The passage is m. 75-82 from #13 of Fiorillo's Thirty-Six Studies or Caprices

Thank you!

Replies (6)

Edited: September 15, 2018, 9:51 PM · There is a trick that often helps in these situations: Play the passage without the left hand. Just play the bowings and string crossings on the open strings without bothering with the fingers of the left hand at all. It sounds weird and it feels weird and takes some getting used to. Start slowly and speed up to tempo as you see fit. This method often cleans up passages like this quite quickly. I learned this from a chamber music coach. None of my violin teachers mentioned it to me. You can learn a lot from chamber music coaches and also from conductors.

Another thing: Make sure you don't use too much bow.

Edited: September 15, 2018, 9:58 PM · Hi Albrecht, thank you! I unfortunately have actually tried that already, and have spent quite a bit of time practicing it that way with little payoff. Maybe I just need to keep practicing that way? I guess a few hours isn't enough to change years' worth of sloppy bowing habits so it would make sense.
September 16, 2018, 12:05 AM · My experience has been that to keep doing the same thing does not produce results in a reasonable time frame. You'll need advice from someone else I am afraid.

One thought I had comes from your analysis of the situation: "because my arm is either recovering from a string crossing and slow to stop the momentum". That might be because you are using more energy than necessary. Try to make every movement as small as possible.

You don't mention a teacher. Are you studying Fiorillo on your own? A teacher would be preferable to someone on this forum: The teacher can watch you and will have a better chance at a correct diagnosis.

Interestingly I remember this etude because of the octaves with which I had as much (or more) trouble as you with the string crossings. I don't remember stumbling over this and similar passages (it has been almost 50 years though to be honest). Everyone has their own problems it seems.

September 16, 2018, 12:16 AM · The angular difference between adjacent strings is really quite small. When things are fast, or when you change strings for only one note, the elbow doesn't have to move. You make the string change with wrist and finger motion.
Edited: September 16, 2018, 12:00 PM · Taking a closer look at that spot in Fiorillo #13. That is an example of "against the grain" or contrary motion string change; down-bow on the upper string, up-bow on the lower string.
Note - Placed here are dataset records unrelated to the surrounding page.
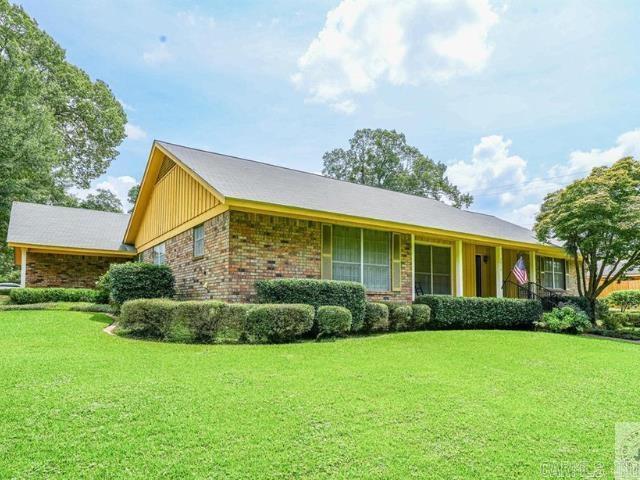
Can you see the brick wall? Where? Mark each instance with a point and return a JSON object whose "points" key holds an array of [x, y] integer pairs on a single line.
{"points": [[68, 271], [205, 277], [265, 246], [241, 248]]}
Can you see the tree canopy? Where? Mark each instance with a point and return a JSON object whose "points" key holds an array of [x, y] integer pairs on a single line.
{"points": [[132, 196], [598, 221], [58, 128], [104, 200], [382, 158]]}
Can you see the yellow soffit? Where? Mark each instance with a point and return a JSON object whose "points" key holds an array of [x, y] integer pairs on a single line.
{"points": [[154, 162], [35, 248], [306, 214]]}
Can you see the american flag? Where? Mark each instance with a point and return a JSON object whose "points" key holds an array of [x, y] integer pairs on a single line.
{"points": [[520, 271]]}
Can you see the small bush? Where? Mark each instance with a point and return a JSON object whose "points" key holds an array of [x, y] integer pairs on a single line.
{"points": [[130, 281], [602, 306], [333, 321], [399, 316], [22, 296], [277, 323], [476, 312], [350, 295], [421, 316], [230, 321], [568, 319], [149, 318], [193, 321], [376, 317], [624, 299]]}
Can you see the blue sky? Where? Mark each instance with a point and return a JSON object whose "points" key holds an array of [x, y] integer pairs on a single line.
{"points": [[518, 98]]}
It is a more awkward, complex motion then the reverse pattern. My solution to that common problem is to place the bow slightly lower than the balance point, so that you feel some weight trying to pull the bow to the lower string. Then have the elbow stable at the level of the upper string, raise the hand to play the lower string note. OR: Have the elbow at the level of the lower string and drop the hand to catch the upper string. Whatever works for you. An easier fiddle tune that does that is "Ragtime Annie" Hope that made sense~jq
September 16, 2018, 12:54 PM · Joel, that does make sense, thank you so much for your help!!